The editorial of Nov. 28 ``Grieving Lebanon'' asserts that the Arab states that sponsored the Taif accord ``skirted the issue of Syrian occupation.'' Not true. A whole section of the Taif agreement text is devoted to the issue of Syrian troops in Lebanon. Nowhere in the agreement is their presence called ``occupation.'' Syrian troops entered Lebanon in 1976 by invitation, not invasion, and have stayed there at the request of the Lebanese government and under a mandate from the Arab League.
Unlike Gen. Michel Aoun, Syria has fully backed the Taif accord and has therefore fully recognized Lebanon as a free, independent, and sovereign state. Syria has also accepted the principle of an eventual troop withdrawal from all the Lebanese territory, and a preliminary timetable for the redeployment of Syrian forces to areas closer to the Syrian-Lebanese border.
What is preventing peace from returning to Lebanon is not Syria's ``occupation,'' but the suicidal ghetto mentality of General Aoun and his supporters. Abe Eifadel, Brookline, Mass.

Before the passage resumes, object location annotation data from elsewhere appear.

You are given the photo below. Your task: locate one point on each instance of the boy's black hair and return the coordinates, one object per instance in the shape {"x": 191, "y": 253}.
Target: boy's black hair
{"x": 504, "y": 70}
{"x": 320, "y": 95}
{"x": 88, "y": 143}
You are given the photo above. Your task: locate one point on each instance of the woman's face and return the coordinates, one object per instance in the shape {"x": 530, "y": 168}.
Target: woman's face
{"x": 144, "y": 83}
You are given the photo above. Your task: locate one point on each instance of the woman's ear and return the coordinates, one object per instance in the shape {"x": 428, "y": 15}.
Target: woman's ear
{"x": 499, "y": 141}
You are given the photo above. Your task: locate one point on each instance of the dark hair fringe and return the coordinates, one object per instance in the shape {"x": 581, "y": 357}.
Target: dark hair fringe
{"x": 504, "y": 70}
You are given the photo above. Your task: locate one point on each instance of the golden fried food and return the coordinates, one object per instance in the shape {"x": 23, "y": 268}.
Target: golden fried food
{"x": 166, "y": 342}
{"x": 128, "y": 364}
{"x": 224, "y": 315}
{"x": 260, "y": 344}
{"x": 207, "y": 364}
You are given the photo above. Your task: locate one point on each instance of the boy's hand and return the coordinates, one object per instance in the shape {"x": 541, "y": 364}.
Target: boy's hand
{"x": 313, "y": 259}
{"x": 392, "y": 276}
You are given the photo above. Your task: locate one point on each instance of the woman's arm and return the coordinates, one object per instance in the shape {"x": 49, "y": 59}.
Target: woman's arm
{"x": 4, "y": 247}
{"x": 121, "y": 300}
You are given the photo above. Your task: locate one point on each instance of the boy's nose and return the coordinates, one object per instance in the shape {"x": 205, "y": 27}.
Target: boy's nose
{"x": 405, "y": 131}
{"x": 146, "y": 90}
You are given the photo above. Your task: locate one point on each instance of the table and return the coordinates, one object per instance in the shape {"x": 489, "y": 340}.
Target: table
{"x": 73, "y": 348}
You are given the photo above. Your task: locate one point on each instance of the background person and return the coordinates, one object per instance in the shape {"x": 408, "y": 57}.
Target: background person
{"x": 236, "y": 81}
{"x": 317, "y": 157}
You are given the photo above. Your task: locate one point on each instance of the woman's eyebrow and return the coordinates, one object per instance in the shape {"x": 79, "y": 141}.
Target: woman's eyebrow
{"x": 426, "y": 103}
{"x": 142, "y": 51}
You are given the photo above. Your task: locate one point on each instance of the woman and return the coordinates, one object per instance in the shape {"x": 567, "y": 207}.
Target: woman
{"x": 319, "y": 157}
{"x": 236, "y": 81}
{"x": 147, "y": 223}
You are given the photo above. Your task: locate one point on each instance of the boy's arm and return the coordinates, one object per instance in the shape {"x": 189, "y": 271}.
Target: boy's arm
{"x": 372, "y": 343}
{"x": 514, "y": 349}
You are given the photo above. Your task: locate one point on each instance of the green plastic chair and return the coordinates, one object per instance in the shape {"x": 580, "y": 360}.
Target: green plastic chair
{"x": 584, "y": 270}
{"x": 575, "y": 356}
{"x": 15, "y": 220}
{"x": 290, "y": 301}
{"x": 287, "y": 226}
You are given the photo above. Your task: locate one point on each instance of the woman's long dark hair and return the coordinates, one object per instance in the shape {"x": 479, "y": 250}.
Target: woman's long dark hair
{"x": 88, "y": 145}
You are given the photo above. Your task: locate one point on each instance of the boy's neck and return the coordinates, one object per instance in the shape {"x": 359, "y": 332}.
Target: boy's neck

The hypothethical boiling point Robert Cowen, in his commentary ``Take a Second for 1990's New Standards,'' Nov. 28, says that schools are teaching 100 degrees C. as the boiling point of water as ``ineluctable'' truth. He also states that standards of measurement ``are based upon unchanging natural laws.''
In 32 years of teaching chemistry and physics, I have never taught ``100 degrees C. as the boiling point of water'' as an ineluctable truth. The boiling point of water of a certain purity and at a certain atmospheric pressure was set at 100 degrees C. by human definition. Definitions in science are maintained so long as they are fruitful for understanding, predicting, and shaping events.